I like the idea of EVM versioning, but it requires caution design through all the edge cases.

It’s hard to talk about immutability in a vacuum. While I look forward to Eth 2.0 being a fresh start, eventually that too will become bogged down with technical debt. There was some talk maybe a year ago about a multi-tiered system to satisfy both the risk-tolerant and the risk-averse (whether it’s different rules for different shards or something else). Of course this brings additional complexity, of which there’s already no shortage.

I still find it profoundly stupid to consider gas cost invariant (and judging by how little code this pricing change broke, maybe most developers agree?). Hardware and expenses associated with hardware change every year and as a result so do the relative costs of memory vs CPU vs storage usage. Maybe language tools can do more to prevent us from relying on gas cost for program behavior. I wish information about gas was completely inaccessible to contracts so that they would be unable to branch on it. I don’t want my program doing different things based on how much power it’s getting from the wall. It should either have enough gas to complete or not. Ideally gas costs should be market-driven in real time and I hope there’s a way to get there eventually.
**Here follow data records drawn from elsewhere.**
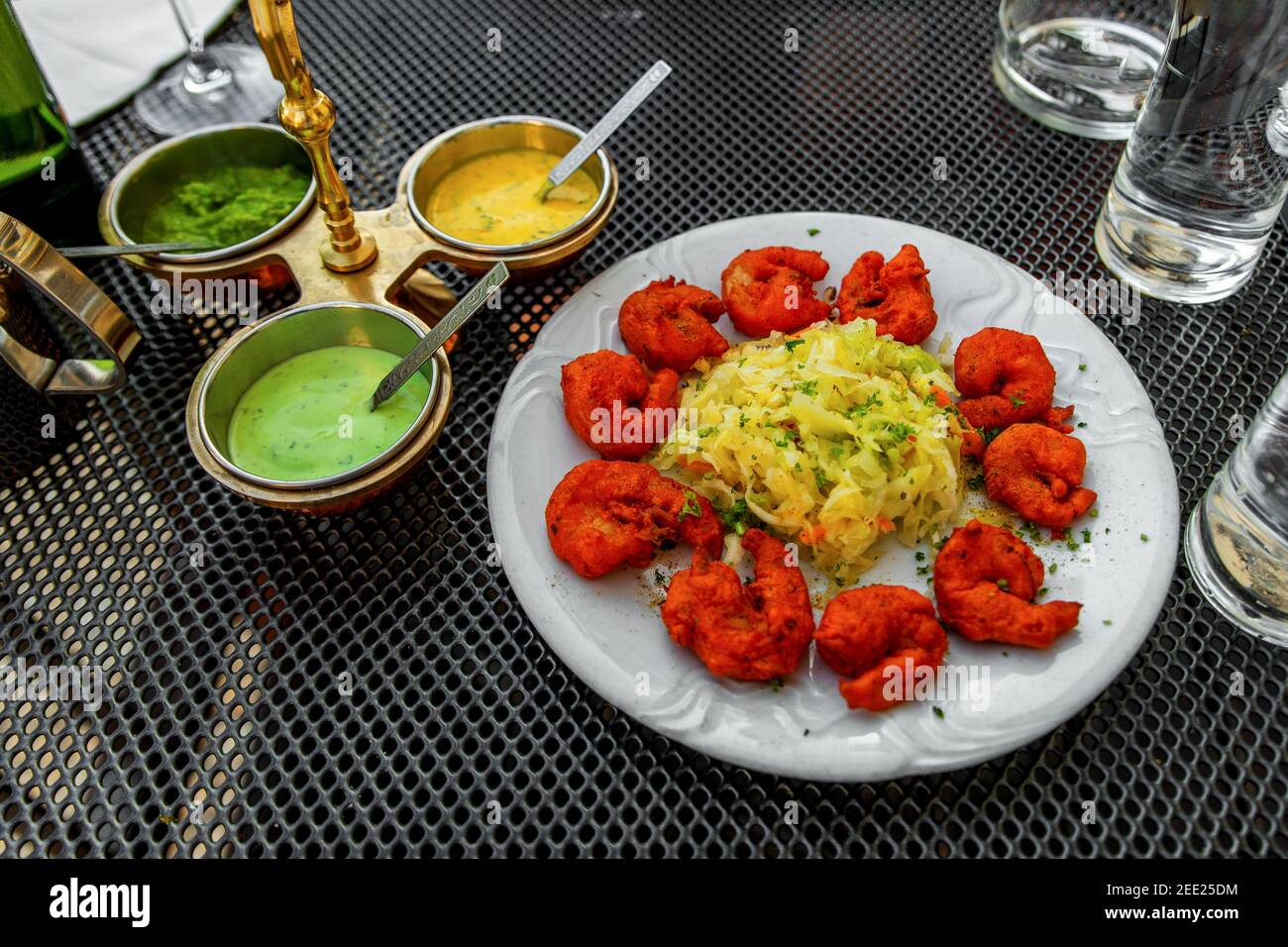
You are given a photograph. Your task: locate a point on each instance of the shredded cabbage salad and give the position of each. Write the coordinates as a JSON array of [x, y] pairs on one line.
[[831, 437]]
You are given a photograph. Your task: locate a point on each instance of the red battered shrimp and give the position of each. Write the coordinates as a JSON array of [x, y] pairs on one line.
[[610, 513], [986, 581], [1037, 472], [1005, 377], [755, 631], [896, 294], [614, 407], [867, 631], [773, 290], [668, 325]]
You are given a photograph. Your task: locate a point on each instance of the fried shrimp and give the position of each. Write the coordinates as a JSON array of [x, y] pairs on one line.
[[1037, 472], [773, 290], [879, 634], [668, 325], [755, 631], [1005, 377], [986, 581], [896, 294], [614, 407], [610, 513]]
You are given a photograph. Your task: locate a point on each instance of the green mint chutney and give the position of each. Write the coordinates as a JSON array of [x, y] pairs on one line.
[[310, 415], [226, 205]]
I was hoping that this year Ethereum would scale 10x in terms of ops/s. It seems increasingly unlikely given how seriously we treat de facto invariants such as gas cost and how every time we fork/upgrade it’s like we’re defusing a nuclear weapon. Like everyone else, I want to have my cake and eat it too. Maybe this means focusing on Layer 2.

CPUs live in an adversarial environment as well. Bugs in their chips can break an unknowable number of programs and open an unknowable number of security holes. So adversaries are always looking for bugs. And as @jpitts @rajeevgopalakrishna point out, Intel takes backwards compatibility seriously. “We put the backwards in backwards-compatible.” The architecture of the original Intel hand calculator is still visible in their current chips, and the code for it still runs.

Whether gas should be immutable shouldn’t be a difficult question. That hand calculator had performance limits that are far below current chips. Should current chips be purposely hobbled to match it?